The FDA has highlighted the agency's 35 new drug approvals in fiscal year 2012 and its track record for beating regulators in other countries as the first to green-light therapies three-quarters of the time.
The approvals match the total in the previous fiscal year ending in September, and there are plenty of victories to celebrate in the agency's data, yet it's an open question whether biopharma companies are advancing enough new drugs to the market amid some troubling economics for the industry.
FDA approvals provide a key metric for the health of the industry because the U.S. is the largest national pharma market and the agency's stamp carries weight around the world. As of the end of November, The Wall Street Journal reported, U.S. regulators had stamped approvals on 31 new medicines in calendar year 2012 with a month left in the year for that number to grow. And the new therapies include pioneering rare disease treatments such as Vertex Pharmaceuticals' ($VRTX) cystic fibrosis drug Kalydeco and the breast cancer therapy from Roche ($RHHBY) called Perjeta, both of which received priority reviews from the agency.
The levels of new drug approvals in the two most recent fiscal years reach a level not achieved in several years at FDA, which critics have targeted (unfairly or not) for slowing progress in biopharma. What's behind the turnaround in recent years? Well, the agency has stepped on the gas a bit with expedited reviews for new therapies that address major needs for patients with cancer and other deadly diseases. The agency is hitting its action-date deadlines for applications in most cases, and companies are doing their part by advancing programs to the review stage.

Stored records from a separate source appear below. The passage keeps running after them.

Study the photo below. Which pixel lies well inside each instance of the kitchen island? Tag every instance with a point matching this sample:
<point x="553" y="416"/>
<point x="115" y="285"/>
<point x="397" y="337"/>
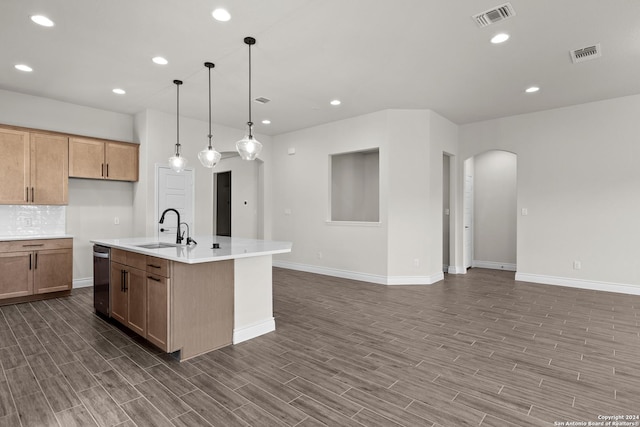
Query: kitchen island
<point x="193" y="299"/>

This is good news for the industry, which needs novel drugs to hit the market in greater numbers than in past years to make up for lost revenue from old brands that have fallen off patent and for the downward pressure on drug pricing. As Thomson Reuters and Deloitte noted in an analysis revealed this week, the average forecasted revenues of products from 12 major drugmakers has fallen in recent years.
As good as the FDA's approval totals seem, drugmakers need to get more new meds across the finish line--more quickly. Yet the agency has shown a willingness to do its part.